> On Apr 4, 2021, at 8:05 PM, Daniel Morante via freebsd-stable 
> <freebsd-stable@freebsd.org> wrote:
> 
> My vote is for no.
> 
> Reasoning is simple... at what point does it stop?  By continuously moving 
> stuff from base to ports, FreeBSD slowly becomes just a Kernel. 😉

That’s a +1 here, both for the “keep it” and for the comment above regarding 
complete OS vs. kernel and a teeny userland.

Ideally, we’d modernize ftpd to support TLS.

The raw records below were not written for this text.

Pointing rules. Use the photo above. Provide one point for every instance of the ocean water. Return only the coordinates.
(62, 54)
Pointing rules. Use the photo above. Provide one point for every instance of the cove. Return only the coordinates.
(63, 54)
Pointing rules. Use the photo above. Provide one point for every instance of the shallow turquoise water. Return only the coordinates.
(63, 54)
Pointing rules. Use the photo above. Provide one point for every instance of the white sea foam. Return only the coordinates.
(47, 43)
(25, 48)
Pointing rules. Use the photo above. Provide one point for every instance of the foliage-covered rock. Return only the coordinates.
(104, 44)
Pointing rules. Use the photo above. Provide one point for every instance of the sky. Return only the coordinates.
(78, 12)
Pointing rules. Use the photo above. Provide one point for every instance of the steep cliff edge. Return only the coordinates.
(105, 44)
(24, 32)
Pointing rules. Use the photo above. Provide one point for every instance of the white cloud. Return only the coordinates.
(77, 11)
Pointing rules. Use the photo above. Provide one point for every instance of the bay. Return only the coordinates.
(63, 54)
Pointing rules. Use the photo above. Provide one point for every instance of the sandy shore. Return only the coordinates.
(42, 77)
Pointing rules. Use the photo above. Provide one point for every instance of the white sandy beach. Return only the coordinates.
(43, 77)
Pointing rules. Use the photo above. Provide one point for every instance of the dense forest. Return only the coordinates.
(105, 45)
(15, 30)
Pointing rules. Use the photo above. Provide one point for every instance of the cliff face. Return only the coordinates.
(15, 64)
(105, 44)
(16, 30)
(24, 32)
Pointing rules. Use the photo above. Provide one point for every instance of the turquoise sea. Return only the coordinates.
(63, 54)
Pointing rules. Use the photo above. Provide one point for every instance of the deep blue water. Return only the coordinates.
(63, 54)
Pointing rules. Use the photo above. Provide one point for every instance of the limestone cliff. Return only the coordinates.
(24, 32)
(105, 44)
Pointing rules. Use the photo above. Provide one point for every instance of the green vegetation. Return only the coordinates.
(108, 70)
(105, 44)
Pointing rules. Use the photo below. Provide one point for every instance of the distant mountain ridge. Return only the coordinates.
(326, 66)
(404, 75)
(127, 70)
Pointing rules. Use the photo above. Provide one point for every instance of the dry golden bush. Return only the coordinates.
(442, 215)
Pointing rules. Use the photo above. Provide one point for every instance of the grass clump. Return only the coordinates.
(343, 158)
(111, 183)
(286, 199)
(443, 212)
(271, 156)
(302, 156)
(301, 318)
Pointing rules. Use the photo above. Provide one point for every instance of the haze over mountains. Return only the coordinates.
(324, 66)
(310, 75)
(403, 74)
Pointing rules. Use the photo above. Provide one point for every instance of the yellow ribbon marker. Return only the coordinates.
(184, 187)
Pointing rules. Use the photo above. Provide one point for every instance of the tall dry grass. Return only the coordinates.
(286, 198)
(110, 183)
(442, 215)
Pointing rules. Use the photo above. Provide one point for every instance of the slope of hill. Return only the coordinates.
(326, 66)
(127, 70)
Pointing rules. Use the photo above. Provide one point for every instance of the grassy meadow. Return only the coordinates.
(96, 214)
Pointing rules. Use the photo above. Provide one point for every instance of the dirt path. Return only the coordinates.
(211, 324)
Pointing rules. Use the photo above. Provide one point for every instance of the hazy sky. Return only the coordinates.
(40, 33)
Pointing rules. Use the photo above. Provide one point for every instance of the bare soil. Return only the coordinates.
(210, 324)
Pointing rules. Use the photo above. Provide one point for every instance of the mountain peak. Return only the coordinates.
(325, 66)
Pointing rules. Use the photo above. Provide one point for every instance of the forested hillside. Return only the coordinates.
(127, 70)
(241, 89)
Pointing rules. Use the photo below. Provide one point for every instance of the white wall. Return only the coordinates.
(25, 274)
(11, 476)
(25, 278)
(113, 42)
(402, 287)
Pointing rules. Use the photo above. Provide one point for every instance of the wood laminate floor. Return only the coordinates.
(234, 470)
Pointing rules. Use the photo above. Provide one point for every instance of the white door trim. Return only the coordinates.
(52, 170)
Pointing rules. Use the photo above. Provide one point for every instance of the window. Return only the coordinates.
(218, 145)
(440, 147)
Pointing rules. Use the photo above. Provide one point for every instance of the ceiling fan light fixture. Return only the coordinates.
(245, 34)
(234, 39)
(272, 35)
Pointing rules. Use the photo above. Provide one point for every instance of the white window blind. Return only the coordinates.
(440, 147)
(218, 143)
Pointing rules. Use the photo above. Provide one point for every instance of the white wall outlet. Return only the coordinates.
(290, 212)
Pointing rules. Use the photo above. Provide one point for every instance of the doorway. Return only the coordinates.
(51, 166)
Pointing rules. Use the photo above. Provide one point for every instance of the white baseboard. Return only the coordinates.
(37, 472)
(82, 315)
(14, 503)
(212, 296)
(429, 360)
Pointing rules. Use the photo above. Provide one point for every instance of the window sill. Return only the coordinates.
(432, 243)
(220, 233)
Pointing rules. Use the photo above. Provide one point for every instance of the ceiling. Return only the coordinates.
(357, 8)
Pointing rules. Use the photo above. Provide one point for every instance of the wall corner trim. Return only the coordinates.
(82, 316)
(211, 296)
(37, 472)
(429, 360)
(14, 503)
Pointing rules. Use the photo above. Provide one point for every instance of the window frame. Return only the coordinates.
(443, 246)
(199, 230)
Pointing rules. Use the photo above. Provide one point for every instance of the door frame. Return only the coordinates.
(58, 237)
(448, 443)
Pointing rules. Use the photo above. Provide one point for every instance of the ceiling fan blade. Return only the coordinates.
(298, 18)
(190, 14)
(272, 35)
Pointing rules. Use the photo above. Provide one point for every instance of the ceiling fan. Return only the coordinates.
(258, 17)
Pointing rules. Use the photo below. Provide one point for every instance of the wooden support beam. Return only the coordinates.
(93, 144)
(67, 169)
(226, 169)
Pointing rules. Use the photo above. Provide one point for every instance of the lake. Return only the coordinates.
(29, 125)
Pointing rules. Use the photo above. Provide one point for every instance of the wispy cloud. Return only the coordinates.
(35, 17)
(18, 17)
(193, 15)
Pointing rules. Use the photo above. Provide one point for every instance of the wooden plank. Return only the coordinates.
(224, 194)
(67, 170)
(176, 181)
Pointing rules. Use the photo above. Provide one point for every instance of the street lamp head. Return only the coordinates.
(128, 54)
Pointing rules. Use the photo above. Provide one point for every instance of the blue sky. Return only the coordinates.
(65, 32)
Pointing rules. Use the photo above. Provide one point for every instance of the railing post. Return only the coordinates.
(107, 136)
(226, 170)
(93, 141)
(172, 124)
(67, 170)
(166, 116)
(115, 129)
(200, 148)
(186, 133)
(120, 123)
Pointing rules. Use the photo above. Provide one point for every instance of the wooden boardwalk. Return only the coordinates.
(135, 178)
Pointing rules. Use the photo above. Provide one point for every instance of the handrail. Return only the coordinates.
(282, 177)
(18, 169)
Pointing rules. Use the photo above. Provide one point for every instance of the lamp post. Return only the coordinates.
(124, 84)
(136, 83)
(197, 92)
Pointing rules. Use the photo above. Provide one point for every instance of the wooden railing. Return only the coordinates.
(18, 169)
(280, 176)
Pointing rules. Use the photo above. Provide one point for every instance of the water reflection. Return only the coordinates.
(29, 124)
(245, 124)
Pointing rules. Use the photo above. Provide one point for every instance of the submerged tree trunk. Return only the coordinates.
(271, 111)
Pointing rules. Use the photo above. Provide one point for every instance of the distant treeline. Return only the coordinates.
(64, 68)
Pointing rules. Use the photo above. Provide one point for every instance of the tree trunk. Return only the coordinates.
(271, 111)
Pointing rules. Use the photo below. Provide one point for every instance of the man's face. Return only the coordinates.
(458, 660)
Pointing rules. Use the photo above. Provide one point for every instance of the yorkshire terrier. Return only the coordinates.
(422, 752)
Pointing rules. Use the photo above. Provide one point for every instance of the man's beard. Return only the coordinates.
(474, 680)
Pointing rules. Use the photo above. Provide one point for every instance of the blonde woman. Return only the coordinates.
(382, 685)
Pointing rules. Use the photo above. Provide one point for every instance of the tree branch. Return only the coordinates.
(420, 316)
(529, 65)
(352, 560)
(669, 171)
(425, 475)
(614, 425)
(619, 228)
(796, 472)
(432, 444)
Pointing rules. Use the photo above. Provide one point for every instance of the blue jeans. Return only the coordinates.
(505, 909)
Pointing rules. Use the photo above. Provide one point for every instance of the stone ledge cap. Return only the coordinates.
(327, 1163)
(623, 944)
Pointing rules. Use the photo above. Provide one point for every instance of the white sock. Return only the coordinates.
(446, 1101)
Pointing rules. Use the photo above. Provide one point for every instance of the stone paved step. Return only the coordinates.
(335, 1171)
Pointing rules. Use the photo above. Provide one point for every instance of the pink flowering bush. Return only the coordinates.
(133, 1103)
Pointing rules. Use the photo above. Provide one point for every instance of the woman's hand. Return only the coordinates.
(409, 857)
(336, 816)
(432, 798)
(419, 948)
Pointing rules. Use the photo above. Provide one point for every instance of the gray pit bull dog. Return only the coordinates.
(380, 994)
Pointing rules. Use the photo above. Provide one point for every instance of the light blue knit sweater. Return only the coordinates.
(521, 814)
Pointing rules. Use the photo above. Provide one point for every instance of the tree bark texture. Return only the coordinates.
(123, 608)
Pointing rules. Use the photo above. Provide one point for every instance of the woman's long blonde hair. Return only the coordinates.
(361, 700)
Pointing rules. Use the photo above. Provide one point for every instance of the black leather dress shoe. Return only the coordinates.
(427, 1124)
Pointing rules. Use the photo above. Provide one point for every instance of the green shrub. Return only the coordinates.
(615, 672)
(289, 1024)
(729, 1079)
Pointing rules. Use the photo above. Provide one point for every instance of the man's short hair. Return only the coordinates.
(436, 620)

The PITA with ports solutions is you immediate run into the issue of which of 
the many ftp daemons is going to fit your needs and not require some 
non-trivial amount of configuration. The stock ftpd ‘just works’ for local user 
accounts and has a simple method for blocking of swaths of users from using it 
if that sort of restriction is needed.

This reminds me of Apple removing the telnet client. Sure, most people don’t 
*need* telnet, but it’s handy to have, both as a simple test tool and as a way 
to get into old crufty network gear that never moved on to ssh.

Charles

> 
> On 4/3/2021 4:39 PM, Ed Maste wrote:
>> I propose deprecating the ftpd currently included in the base system
>> before FreeBSD 14, and opened review D26447
>> (https://reviews.freebsd.org/D26447) to add a notice to the man page.
>> I had originally planned to try to do this before 13.0, but it dropped
>> off my list. FTP is not nearly as relevant now as it once was, and it
>> had a security vulnerability that secteam had to address.
>> 
>> I'm happy to make a port for it if anyone needs it. Comments?